Removal of water from the insulation material surface, including, but not limited to, removal of liquid or solid water (e.g. frost or ice); the removal of surface water typically involves drying of the surface, optionally with heat;

Removal of dust from the insulation material surface;

Removal of loose scale;

Removal of oil; and/or Removal of grease.

[0059] In some embodiments, the method includes the selection of an appropriate area of insulation material cladding for the area of the surface of the insulation material. In particular embodiments, the method includes cutting the insulation material cladding to an appropriate area before adhering to the insulation material.

[0060] In some embodiments, the area of insulation material cladding is larger than the surface area of the insulation material to which the insulation material cladding is to be applied.

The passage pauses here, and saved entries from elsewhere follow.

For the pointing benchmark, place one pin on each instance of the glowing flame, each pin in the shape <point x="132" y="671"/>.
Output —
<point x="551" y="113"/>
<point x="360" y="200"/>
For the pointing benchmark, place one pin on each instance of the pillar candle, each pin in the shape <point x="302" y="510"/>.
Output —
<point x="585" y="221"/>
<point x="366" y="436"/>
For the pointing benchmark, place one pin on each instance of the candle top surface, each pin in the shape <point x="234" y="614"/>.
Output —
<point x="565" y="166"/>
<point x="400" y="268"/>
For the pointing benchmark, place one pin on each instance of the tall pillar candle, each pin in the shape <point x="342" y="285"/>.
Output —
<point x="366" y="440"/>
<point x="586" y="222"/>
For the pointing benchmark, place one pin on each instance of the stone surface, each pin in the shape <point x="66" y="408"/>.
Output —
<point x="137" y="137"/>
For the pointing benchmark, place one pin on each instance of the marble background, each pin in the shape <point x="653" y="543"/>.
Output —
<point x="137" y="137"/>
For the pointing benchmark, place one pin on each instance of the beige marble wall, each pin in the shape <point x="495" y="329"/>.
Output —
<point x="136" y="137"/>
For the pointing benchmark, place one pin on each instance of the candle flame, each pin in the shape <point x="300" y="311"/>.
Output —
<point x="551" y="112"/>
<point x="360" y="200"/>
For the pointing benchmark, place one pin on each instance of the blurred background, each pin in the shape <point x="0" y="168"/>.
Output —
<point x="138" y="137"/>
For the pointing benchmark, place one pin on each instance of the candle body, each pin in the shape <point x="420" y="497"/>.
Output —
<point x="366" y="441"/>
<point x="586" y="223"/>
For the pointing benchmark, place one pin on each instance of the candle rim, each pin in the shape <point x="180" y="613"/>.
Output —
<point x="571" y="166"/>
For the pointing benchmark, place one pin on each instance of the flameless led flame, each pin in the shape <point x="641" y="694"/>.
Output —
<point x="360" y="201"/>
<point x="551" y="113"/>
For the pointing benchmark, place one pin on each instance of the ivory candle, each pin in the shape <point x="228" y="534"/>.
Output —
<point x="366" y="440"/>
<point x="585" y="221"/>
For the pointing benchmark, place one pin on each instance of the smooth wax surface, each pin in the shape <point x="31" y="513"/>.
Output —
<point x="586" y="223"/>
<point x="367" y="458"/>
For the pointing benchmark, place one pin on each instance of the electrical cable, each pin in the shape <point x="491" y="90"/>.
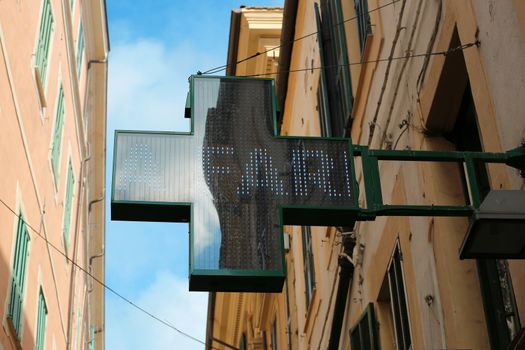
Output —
<point x="435" y="53"/>
<point x="225" y="66"/>
<point x="141" y="309"/>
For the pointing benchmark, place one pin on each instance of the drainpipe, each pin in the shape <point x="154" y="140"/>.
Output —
<point x="211" y="317"/>
<point x="346" y="272"/>
<point x="285" y="52"/>
<point x="82" y="191"/>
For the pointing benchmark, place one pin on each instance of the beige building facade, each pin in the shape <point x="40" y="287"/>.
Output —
<point x="438" y="75"/>
<point x="53" y="83"/>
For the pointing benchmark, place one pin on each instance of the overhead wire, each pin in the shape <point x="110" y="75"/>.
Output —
<point x="408" y="56"/>
<point x="110" y="289"/>
<point x="225" y="66"/>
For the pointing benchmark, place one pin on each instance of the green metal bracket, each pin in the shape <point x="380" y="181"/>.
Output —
<point x="374" y="198"/>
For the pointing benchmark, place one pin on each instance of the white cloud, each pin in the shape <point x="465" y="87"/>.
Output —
<point x="168" y="298"/>
<point x="148" y="85"/>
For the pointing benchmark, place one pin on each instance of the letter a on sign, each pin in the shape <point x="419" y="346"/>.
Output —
<point x="235" y="182"/>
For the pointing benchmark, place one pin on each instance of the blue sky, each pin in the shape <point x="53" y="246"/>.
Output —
<point x="155" y="46"/>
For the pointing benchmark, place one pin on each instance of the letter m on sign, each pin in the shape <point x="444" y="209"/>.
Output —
<point x="235" y="182"/>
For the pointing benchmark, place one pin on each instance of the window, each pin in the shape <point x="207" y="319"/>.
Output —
<point x="363" y="335"/>
<point x="497" y="291"/>
<point x="274" y="335"/>
<point x="308" y="262"/>
<point x="44" y="41"/>
<point x="19" y="275"/>
<point x="70" y="188"/>
<point x="41" y="322"/>
<point x="333" y="50"/>
<point x="322" y="89"/>
<point x="57" y="135"/>
<point x="393" y="293"/>
<point x="242" y="345"/>
<point x="363" y="22"/>
<point x="80" y="48"/>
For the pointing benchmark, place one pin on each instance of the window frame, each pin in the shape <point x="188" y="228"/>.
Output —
<point x="41" y="322"/>
<point x="68" y="205"/>
<point x="369" y="320"/>
<point x="308" y="264"/>
<point x="335" y="58"/>
<point x="364" y="27"/>
<point x="391" y="294"/>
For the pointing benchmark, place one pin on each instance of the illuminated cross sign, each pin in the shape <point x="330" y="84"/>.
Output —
<point x="235" y="182"/>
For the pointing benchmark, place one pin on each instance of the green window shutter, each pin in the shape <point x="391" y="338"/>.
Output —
<point x="19" y="272"/>
<point x="322" y="90"/>
<point x="44" y="40"/>
<point x="363" y="22"/>
<point x="41" y="322"/>
<point x="80" y="48"/>
<point x="364" y="334"/>
<point x="68" y="204"/>
<point x="57" y="135"/>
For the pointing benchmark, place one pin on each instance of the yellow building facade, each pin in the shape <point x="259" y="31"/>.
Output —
<point x="438" y="75"/>
<point x="53" y="83"/>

In this way, an area of overlap may be generated. In some embodiments, the overlap is equal to or greater than about 50 mm along the length of the insulation material. In some embodiments, the overlap is equal to about 50 mm along the length of the insulation material.

[0061] In some embodiments, the method includes applying pressure to the cladding layer after the adhesive layer has contacted the surface of the insulation material to adhere the adhesive layer to the insulation material. Pressure may be applied through a hand or a tool, such as a roller. Applying pressure may be required where the adhesive layer is a self- adhesive layer.

[0062] In embodiments where the insulation material cladding includes an adhesive backing layer adjacent to the adhesive layer, the method includes a step of removing at least part of the adhesive backing layer before adhering the adhesive layer to the surface of the insulation material. In particular embodiments, the method includes the steps of:

Removing a first portion of an adhesive backing layer from the adhesive layer of the insulation material cladding to form a first exposed portion of the adhesive layer;

Then adhering at least part of the first exposed portion of the adhesive layer to the surface of the insulation material;

Then removing a second portion of the adhesive backing layer from the adhesive layer to form a second exposed portion of the adhesive layer; and

Then adhering at least part of the second exposed portion of the adhesive layer to the surface of the insulation material. [0063] In these embodiments, the gradual removal of adhesive backing layer and adhesion of the adhesive layer to the insulation material may facilitate application and/or reduce creasing or wrinkling of the insulation material cladding.

[0064] In some embodiments, the method includes removing a third and optionally further portions of the adhesive backing to form third and optionally subsequent exposed portions of the adhesive layer followed by adhering the third and optionally subsequent exposed portions to the insulation material.

[0065] The removal of portions of the adhesive backing layer and adhesion of the adhesive layer to the insulation layer may be done step-wise or some steps can be done simultaneously. In other words, portions of the adhesive backing layer may be removed at the same time as exposed portions of the adhesive layer are adhered to the surface of the insulation material.

Method of manufacturing

[0066] The present disclosure includes a method of manufacturing an insulation material cladding, the method comprising the steps of:

Providing an external metal cladding layer; and

- Adhering an adhesive layer comprising a modified butyl rubber adhesive to a surface of the external cladding layer.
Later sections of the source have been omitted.